With him being one world’s Merlin, and his close bond with Bran, that could’ve twisted fate to make Bran a son of Arthur in his reincarnated life. So that they’d fit the Arthur-Merlin mould in some manner. As to why that was necessary, Gwydion didn’t know.
But if it was true, then there was a high chance the next time Bran would be reincarnated, an Arthur would be his birth father again. He hoped desperately the Prince wouldn’t be that Arthur.
“Gwydion?” Ophelia addressed him, taking him out of his reverie. “Are you still relocating to North America?”
“Yeah. I don’t have a definite date, but I will keep in touch, of course. I just want to see what it’s like, but with Bran, well, you know… I’m not so sure what to do anymore.”
“He wanted you to go where you’d like to, Gwydion.
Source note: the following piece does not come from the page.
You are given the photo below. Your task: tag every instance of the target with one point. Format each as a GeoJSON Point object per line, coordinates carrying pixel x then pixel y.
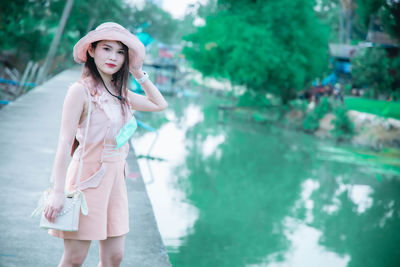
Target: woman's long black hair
{"type": "Point", "coordinates": [119, 79]}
If you’re interested in going across the pond, then go. As long as you visit. I’ll be holding you to that,” Ophelia told him sternly.
“I’ll do my very best. I promise, Ophelia,” Gwydion told her. “I think Charlie will be coming soon.”
“Yes,” said Ophelia too softly. She then put her hands over her face, covering it. Gwydion heard her let out a sob.
The only thing keeping Gwydion from breaking down was the belief that Bran would be reincarnated again.
This wasn’t the end of Bran’s story.